The kind of dialogue and deportment you only see in the theatre (which I don't mean as a compliment).
The acting from all concerned was that of 'uncured ham', esp Suchet. The new pope was a dead physical match for John Shuttleworth crossed with George from Drop the Dead Donkey and the brown haired old-school cardinel tried to pull off outraged anger but ended up sounding like Vic Reeves' Mulligan and O'Hare.
It raises big questions only if you've never thought about the subject matter before. People in the audience seemed genuinely surprised that the Vatican could be seen as a feudal organisation that would have power-hungry forces within it.
What made it even worse was the audience doing self-satisfied little 'hm-hmph' wry laughs at the (really not very funny) jokes about and of religion. Father Ted raises bigger questions about catholicism, and the jokes are funnier by an order of at least 10.
C Mason, London,
Did Benedict Nightingale and the other reviewer actually watch A matter of Life and Death? Do they not see the link with the film and Cocteau La Belle et La Bete And Orphul and then the play .IA group of seven people saw the play on Sautrday including a man older than Benedict N.who had never ben to a Kneehigh Production before. We all agreed we thought it was a very good production worthy of four stars.THe male among us whose father and brother served in the last war said he was very moved in the latter part of the play. I am glad that I do not succcomb to the reviews of B.N .and perhaps he should retire.I bet I go to see great theatre and have much more experience than him.
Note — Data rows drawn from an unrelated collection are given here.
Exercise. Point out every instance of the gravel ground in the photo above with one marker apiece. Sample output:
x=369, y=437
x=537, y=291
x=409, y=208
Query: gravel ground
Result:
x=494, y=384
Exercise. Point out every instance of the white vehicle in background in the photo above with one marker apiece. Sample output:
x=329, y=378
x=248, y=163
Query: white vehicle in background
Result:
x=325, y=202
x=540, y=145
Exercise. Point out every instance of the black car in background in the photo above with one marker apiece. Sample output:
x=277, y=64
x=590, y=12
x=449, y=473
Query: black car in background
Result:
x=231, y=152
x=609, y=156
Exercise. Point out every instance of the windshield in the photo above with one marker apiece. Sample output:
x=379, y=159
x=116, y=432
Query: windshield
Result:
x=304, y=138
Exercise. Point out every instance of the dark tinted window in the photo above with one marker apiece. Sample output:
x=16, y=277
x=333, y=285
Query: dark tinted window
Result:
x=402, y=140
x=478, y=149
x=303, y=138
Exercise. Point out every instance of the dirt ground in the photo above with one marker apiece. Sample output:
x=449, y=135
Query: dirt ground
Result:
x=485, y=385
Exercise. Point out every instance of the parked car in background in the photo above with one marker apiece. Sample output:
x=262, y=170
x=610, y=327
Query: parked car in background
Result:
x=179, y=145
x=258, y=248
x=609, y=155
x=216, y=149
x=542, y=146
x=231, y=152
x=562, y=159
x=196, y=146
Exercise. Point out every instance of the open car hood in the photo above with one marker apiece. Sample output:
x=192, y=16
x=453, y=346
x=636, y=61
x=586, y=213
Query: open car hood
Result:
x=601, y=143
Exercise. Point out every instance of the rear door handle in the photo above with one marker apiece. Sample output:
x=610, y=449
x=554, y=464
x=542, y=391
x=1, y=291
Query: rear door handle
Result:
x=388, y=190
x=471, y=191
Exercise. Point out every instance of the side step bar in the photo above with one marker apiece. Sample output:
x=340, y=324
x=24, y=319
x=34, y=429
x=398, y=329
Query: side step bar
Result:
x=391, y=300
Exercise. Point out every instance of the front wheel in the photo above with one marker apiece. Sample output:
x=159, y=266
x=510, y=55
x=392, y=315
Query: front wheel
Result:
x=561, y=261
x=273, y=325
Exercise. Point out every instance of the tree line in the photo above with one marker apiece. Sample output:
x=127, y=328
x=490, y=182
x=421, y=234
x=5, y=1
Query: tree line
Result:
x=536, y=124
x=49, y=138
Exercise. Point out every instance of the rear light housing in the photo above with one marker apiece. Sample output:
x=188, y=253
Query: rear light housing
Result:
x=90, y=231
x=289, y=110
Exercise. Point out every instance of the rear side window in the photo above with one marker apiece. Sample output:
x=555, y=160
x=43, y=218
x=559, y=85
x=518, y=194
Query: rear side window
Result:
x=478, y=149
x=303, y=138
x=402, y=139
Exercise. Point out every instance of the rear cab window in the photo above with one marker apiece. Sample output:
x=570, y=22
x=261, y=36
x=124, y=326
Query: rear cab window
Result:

Pamela Woodroffe, Farnham, U.K.
Can Benedict Nightingale have seen the same play I saw only a week ago ?
The play I saw took some historical facts and wove them into a powerful, intelligent and thought provoking drama, full of beautiful, writing and big questions of faith and religion.
Nightingale has taken a rather tabloid approach to his review - Dan Brown , The Duke of Edinburgh and the Paris tunnel, LBJ and the grassy knoll - and it reflects poorly on him. I think your readers understand the concept of a conspiracy to murder.
Of course this play does not 'claim authority for what is largely speculation'. It is a drama not a documentary and moreover a drama which leaves the audience to speculate and to ponder as to what might have happened.
This production is taut and intelligent , and full of wonderful performances - Suchet, Michael Jayston and Charles Kay . It's a real treat -don't let Nightingale's insipid review deter you: I for one will have less faith in him now.
B O'Connor, Romsey,
Those that want more than speculation on this subject should consider The Last Supper (Constable) by Philip Willan.
This book has been available since April 12th and has not yet been reviewed by the British press !
Philip was a researcher for both David Yallop and Charles Raw.
Carlo Calvi, Montreal, Canada
Those that want more than speculation should consider The Last Supper by Philip Willan (Constable) as companion reading.
This has been available since April 12th but it has not yet been reviewed by the British press !
Philip was a researcher for both David Yallop and Charles Raw.